Gazeteci ve aktivist Diyari Feredun da örgütlerin çalışmalarına değinerek, örgüt sayısının çok olduğunu ancak fiilen çalışan sayısının az olduğunu, bunun sebebinin ekonomik olarak açıkladıklarını dile getirdi. Özellikle bazı kadın örgütlerinin siyasi ve otoriter figürler tarafından engellendiğini de sözlerin ekleyen Diyari Feredun şunları kaydetti: “Birçok kadın örgütü,  siyasi partilerin etkisi altında çalışıyorlar. Şüphesiz ki çıkarlarını düşünüyorlar. Çok sayıda kadın örgütü olmasına rağmen ilk dönem kadınları kadar aktif olamıyorlar ve devrimin lideri olamıyorlar. Buna bağlı olarak mevcut toplumda kadınların sorunları çözülememektedir. Kadına yönelik şiddetle ilgili veriler yüksek düzeyde, buna rağmen kadın örgütleri sessiz kalıyor ve soruşturma yapmıyor. Bir dosya olduğu zaman örgütler bu dosyadan korkmamalı, çünkü Kürdistan Bölgesi’nde yasa hiçbir otorite için değildir; bazı örgütler ve partisi olmayanlar işin aslını ortaya çıkarmaya çalıştıklarında kanun engel oluyor. Birkaç hafta önce Süleymaniye mahkemesinde yaşanan ve kanunun kadın haklarını arka planda tuttuğu olay gibi, kadın aleyhine kanunun engellenmesine örgüt sahipleri sessiz kalıyor, örgütlerdeki kadın aktivistlerin tepkilerini dile getirmeleri gerekirdi.”

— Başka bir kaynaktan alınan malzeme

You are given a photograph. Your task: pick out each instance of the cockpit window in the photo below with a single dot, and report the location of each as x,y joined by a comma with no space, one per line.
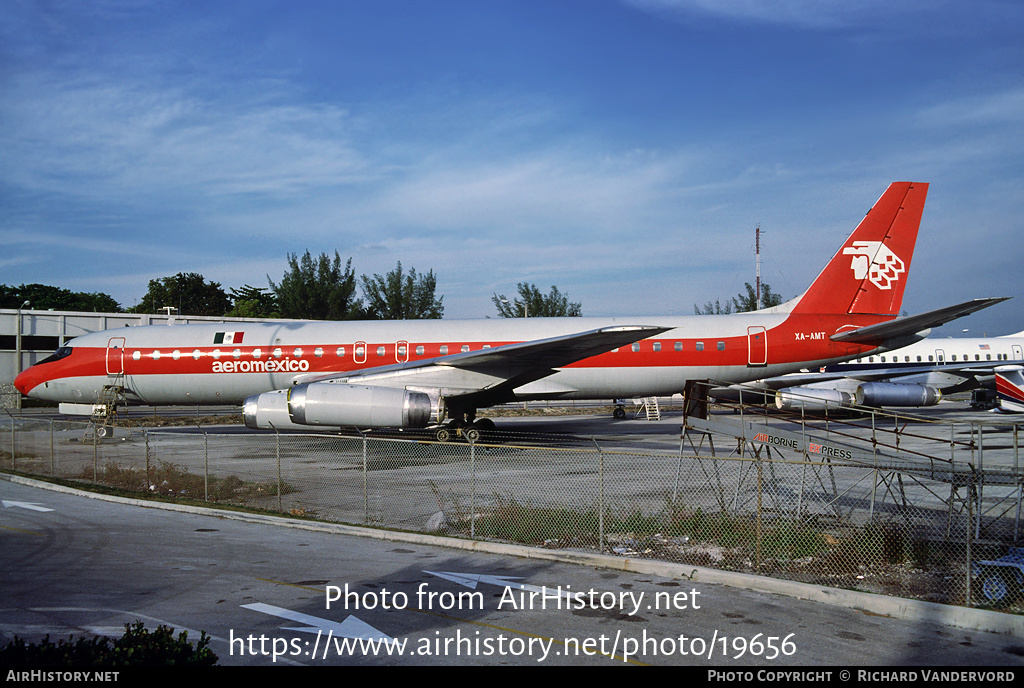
62,352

“Erkek egemen yönetim kadınların aktif olmasını istemez”

Kürt toplumunun erkek düşüncesiyle yönetildiğini ve aktif örgütlerin engellemelerle karşı karşıya kaldığını belirten Diyari Feredun, bununla bağlantılı olarak görevlerinin de engellediğini dile getirdi ve sözlerini şöyle sonlandırdı: “Kadın ve kadın örgütleri çalışsalar da kanun onlara destek vermediğinde çalışmalarına devam edemezler ve sesleri kısılır. Örgütler toplumun sözünü dinlemeli ve çalışmalarını cesurca yapmalı, kadın sorunlarına yönelik kapsamlı araştırmalar yapmalıdır.”